The communal violence that took place in Orissa was part of a new phenomenon that started in the 1990s, keeping pace with liberalisation privatisation and globalisation. The link between communal violence and corporatisation must be analysed, said Dhirendra Panda, Coordinator, National Solidarity Forum and National Tribunal in New Delhi on Kandhamal.
Addressing a press conference here on Thursday, Mr.Panda said that the forum, a platform for social activists, media persons, researchers, legal experts and like-minded individuals, had planned to organise a national tribunal on Kandhamal violence in New Delhi on August 22, 23 and 24.
In the Eastern Ghats region, dubbed as the ‘red corridor,' the victims of both communal violence and corporate violence were the same — it was the Dalits, tribals and other socially and economically marginalised sections of people.
Recent studies had highlighted another interesting fact: the ‘red corridor' was a political stronghold of the Bharatiya Janata Party since 60 per cent of the seats in the corridor were won by it.
Mr. Panda alleged that all those places were rich in mineral resources and had good forest cover.

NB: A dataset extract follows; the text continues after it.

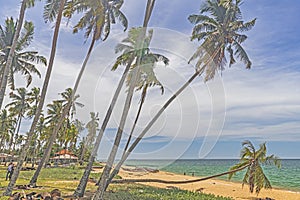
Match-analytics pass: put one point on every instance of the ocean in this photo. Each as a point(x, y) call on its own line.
point(287, 177)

Big corporates had entered these places and started robbing the livelihood resources of the poor.
“It is a strange set of connections that is functioning in Orissa to alienate the marginalised.”
The attacks against the tribals and Dalits in Kandhamal by the Hindutva forces were planned and even after two years there was a sense of unrest in the district. People's Union for Civil Liberties, Andhra Pradesh Civil Liberties Committee and advocate Asma Jahangir of United Nations visited the district and stated that the situation there was not normal.
Stating that there was a total failure on the part of administration to check violence and take up rehabilitation efforts during the post-violence period, he said that large-scale migration had taken place in the district.
Eminent personalities such as Justice J.S. Verma, Urvashi Butalia, Vishnu Bhagawat, Harsh Mander and Seema Musthafa would participate in the public hearing. People's Watch, a non-governmental organisation based in Madurai, would present a report on the “Role of national human rights institutions during the violence in Kandhamal,” he said.